Generating Music Notation Videos for Practice or Stage


When transferring some music to my mobile audio player for practising in 2006, I wondered whether it would be possible to have the musical notation available at the same time. Especially when using a video player, one could show some score extract and have the video player play the remaining voices.

Very often you can get some sort of MIDI sequencers for those devices, but this means an extra expensive program with special handling and often not too reliable on those small systems. But since most audio players (and of course mobile phones and tablets) support videos, I had the idea to produce a video displaying the musical score while playing the music.
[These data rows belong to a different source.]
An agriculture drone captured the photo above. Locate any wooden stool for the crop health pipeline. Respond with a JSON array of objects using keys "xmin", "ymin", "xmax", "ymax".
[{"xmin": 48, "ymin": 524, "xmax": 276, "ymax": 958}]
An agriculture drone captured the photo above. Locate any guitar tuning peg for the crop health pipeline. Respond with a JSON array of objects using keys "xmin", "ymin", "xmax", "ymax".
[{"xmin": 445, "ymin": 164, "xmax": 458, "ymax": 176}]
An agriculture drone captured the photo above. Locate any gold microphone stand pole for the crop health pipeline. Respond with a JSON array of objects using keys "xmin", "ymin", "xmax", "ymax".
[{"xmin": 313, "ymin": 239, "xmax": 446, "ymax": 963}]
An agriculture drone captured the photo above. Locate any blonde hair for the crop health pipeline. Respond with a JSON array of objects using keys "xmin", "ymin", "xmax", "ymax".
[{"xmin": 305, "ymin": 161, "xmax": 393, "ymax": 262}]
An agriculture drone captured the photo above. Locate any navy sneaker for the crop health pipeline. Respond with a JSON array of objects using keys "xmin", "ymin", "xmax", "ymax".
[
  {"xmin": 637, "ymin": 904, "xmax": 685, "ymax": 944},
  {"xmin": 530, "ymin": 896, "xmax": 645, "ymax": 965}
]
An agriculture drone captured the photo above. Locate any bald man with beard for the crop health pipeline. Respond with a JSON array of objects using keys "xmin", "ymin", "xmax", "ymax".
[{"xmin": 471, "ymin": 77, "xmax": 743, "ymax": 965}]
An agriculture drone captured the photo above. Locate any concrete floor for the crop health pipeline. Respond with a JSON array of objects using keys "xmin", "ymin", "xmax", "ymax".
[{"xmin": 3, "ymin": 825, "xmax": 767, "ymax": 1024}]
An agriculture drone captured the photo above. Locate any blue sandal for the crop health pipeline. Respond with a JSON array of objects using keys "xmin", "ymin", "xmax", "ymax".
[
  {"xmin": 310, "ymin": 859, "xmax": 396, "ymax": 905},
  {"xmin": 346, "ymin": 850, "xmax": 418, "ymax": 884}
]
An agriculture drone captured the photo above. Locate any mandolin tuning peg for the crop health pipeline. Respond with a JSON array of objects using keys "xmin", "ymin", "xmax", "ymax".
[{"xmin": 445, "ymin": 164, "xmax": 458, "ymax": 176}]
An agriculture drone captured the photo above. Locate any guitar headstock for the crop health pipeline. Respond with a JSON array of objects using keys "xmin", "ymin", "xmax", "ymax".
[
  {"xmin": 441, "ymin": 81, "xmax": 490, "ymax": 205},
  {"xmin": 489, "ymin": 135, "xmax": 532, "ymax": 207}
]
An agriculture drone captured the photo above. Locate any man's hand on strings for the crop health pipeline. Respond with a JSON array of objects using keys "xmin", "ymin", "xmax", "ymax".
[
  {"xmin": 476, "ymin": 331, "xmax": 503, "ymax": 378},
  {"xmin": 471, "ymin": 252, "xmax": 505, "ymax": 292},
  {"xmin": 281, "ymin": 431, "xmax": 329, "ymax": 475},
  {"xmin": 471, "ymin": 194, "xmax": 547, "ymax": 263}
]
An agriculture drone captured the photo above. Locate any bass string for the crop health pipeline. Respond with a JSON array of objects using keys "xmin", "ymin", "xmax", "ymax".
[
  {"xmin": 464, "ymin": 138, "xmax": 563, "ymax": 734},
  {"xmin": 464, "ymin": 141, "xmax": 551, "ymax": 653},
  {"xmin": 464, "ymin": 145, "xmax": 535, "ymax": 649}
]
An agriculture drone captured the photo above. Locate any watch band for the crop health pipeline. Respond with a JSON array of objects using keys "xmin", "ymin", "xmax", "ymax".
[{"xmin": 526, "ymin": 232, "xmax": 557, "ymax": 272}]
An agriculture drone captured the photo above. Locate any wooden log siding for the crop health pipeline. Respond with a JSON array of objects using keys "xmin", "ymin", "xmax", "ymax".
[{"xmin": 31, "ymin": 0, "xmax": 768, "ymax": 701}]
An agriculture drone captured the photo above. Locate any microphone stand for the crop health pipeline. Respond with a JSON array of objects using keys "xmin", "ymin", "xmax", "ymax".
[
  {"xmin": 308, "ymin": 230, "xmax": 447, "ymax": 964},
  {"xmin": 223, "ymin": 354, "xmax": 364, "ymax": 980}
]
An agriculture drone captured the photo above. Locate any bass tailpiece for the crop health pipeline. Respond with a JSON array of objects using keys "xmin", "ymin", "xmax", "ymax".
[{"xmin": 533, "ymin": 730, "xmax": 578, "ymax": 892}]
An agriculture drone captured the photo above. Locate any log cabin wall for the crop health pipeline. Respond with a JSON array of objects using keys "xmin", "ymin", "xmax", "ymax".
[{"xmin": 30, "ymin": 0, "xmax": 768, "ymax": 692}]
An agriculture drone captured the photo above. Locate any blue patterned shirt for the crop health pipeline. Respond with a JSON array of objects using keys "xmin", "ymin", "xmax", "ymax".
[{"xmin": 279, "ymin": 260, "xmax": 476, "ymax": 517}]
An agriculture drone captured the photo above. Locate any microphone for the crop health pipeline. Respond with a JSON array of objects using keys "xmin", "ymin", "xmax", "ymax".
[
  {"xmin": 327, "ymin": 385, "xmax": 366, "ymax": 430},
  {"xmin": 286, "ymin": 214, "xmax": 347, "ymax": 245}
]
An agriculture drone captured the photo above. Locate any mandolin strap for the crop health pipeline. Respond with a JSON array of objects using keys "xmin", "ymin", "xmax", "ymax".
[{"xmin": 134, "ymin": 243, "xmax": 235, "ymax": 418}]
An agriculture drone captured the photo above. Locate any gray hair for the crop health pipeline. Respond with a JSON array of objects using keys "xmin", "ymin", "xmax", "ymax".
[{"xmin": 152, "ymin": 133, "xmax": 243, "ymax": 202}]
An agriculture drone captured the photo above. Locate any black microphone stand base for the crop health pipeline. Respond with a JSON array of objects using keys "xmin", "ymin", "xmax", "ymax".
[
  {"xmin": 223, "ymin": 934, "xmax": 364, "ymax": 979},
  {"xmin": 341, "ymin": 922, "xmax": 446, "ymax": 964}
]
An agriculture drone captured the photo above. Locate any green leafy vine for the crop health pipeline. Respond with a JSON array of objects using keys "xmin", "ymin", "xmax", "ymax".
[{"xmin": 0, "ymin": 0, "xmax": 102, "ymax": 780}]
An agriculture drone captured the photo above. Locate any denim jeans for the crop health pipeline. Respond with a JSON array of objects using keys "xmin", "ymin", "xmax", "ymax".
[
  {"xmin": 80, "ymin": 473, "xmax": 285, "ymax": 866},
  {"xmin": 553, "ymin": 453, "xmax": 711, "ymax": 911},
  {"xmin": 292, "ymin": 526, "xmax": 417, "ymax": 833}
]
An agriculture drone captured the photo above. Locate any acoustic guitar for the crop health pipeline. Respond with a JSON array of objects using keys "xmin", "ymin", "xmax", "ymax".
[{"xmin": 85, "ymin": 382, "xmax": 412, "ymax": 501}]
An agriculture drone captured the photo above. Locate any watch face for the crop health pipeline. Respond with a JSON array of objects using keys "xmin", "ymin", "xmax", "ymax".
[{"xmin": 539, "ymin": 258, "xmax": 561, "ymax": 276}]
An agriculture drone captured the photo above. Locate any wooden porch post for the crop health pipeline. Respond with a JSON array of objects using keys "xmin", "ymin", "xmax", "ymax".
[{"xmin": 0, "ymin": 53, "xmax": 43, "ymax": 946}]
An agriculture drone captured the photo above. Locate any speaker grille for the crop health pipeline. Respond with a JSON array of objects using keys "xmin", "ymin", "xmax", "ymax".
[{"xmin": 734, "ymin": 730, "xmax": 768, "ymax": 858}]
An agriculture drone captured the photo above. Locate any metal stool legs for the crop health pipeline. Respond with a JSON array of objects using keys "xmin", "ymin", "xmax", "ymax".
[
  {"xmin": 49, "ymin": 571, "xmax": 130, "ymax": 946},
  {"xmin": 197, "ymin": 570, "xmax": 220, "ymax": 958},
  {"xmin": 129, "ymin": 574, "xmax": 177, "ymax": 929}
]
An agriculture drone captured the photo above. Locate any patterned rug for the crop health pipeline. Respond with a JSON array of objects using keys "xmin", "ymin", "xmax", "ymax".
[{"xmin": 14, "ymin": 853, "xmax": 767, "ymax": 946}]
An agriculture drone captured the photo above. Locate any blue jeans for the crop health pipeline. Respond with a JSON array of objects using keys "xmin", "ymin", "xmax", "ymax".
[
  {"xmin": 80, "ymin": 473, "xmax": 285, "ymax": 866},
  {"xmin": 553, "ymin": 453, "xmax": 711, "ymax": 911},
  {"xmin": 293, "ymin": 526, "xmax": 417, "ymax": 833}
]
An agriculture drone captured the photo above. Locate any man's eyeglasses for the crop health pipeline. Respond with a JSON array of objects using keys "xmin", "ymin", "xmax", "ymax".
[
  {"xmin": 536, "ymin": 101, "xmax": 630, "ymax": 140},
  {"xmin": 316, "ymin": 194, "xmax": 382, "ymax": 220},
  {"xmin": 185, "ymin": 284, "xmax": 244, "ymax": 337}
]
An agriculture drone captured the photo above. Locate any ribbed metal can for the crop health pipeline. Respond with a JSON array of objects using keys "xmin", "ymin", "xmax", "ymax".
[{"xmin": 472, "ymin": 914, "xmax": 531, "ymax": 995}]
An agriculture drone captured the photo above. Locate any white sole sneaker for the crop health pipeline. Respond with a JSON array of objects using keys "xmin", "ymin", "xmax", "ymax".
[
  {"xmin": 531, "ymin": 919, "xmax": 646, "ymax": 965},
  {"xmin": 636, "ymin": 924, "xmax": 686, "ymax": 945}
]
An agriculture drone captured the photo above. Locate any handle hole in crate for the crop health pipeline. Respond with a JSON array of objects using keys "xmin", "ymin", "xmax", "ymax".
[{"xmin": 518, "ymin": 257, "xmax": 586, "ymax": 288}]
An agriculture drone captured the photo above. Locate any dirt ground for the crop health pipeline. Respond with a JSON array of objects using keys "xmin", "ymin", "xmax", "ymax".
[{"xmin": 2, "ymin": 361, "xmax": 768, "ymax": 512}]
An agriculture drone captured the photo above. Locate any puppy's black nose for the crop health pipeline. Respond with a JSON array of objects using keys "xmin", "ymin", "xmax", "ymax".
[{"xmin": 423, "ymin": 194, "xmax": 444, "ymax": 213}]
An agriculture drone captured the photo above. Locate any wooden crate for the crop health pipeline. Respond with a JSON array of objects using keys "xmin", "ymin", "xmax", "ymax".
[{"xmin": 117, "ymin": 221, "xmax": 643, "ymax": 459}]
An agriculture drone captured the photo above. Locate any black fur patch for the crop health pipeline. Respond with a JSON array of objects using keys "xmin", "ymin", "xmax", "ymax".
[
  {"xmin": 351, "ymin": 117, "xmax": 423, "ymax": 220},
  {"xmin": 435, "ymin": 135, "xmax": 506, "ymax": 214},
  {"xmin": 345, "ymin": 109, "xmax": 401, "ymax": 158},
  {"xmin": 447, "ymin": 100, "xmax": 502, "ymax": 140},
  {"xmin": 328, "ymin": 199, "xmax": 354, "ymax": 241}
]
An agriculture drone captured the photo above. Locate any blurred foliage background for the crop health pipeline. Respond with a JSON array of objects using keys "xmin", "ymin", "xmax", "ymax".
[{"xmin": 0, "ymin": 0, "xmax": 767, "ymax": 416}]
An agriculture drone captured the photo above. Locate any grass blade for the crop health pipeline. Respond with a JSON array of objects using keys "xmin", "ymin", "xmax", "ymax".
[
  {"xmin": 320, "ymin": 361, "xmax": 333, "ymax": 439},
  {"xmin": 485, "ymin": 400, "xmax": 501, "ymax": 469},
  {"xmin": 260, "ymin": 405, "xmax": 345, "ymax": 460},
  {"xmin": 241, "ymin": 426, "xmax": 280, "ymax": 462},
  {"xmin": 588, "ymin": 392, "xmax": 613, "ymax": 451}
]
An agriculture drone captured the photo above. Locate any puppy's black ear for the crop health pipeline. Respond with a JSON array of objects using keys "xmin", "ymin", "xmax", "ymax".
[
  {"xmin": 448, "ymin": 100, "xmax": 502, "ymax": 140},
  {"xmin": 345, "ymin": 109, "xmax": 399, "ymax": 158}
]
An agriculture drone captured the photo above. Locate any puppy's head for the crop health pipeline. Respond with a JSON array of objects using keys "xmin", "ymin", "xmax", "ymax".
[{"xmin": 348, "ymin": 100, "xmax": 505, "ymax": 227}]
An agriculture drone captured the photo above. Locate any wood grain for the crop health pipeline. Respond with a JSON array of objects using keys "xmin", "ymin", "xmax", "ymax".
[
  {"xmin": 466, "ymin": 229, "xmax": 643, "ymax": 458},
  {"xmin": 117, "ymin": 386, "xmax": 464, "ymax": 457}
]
This can be done fully automatically from a score notation done in an open-source program using open-source tools.

One disadvantage compared to a MIDI sequencer is that you cannot select the voices to be shown or played in the final video. But at least there is some workaround: the video may contain several video and audio tracks and you can select the ones relevant for your performance situation. For example, for my two-person-band I have the vocal leadsheet with chords as the video track and "all voices", "all voices minus vocals" and "all voices minus guitar and vocals" as audio tracks.

The whole method is based on the notation program lilypond which can produce single score pages as bitmaps and a MIDI file at the same time.

As mentioned above all this video production for any MPEG4-capable device can be completely done with open-source software. The resulting videos are only slightly larger than an AAC audio file without score (at least with an MPEG-4 codec). But a word of caution: when doing this you may not be afraid of command-line programs, because we shall use some of them. I shall show the commands needed one at a time to illustrate the process, but it is highly recommended to put them into a command file (a helpful command file written in python for Unix and Windows is in the download archive).

As a little motivation for reading on figure 1 shows one frame of Bach's chorale BWV639 video (it is scaled down by a factor of 2, clicking reveals the original picture...).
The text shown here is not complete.